In less than two decades, religious singers have moved from the cultural fringe to widespread acclaim, “not only among their people, but in all Israel,” said Yoav Kutner, a leading Israeli music critic and radio presenter.
“If you don’t listen to the words,” Mr. Kutner added, “they sound like Israeli pop.”
Mr. Ribo is perhaps the clearest example of this shift. Forgoing the erotic and the profane, his wholesome songs are often prayers to God — but sung to pop and rock music played by his band of guitarists. “Cause of causes,” he addresses God in one of his biggest hits. “Only you should be thanked for all the days and nights.”

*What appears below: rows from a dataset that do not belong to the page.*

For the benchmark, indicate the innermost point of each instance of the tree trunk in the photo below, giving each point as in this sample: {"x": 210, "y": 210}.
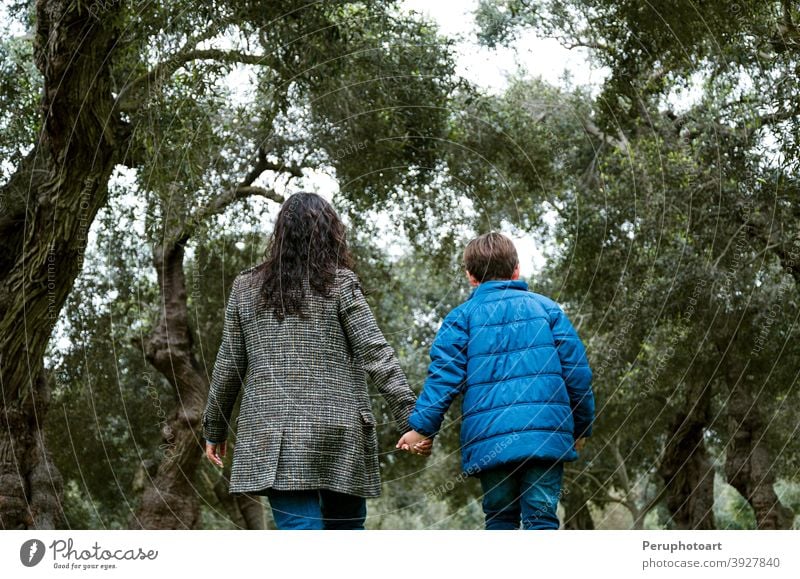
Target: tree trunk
{"x": 749, "y": 463}
{"x": 170, "y": 499}
{"x": 50, "y": 203}
{"x": 685, "y": 467}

In 2021, that track, “Sibat Hasibot,” was the most played song on Israeli radio stations, religious and secular alike.
“It’s part of my duty,” Mr. Ribo said in a recent interview. “To be a bridge between these two worlds.”
Mr. Ribo’s journey toward that bridging role began in the early 2000s, on the bus to his religious school.
His family had immigrated from France a few years before. They led an ultra-Orthodox and ascetic life on a settlement in the occupied West Bank, just outside Jerusalem.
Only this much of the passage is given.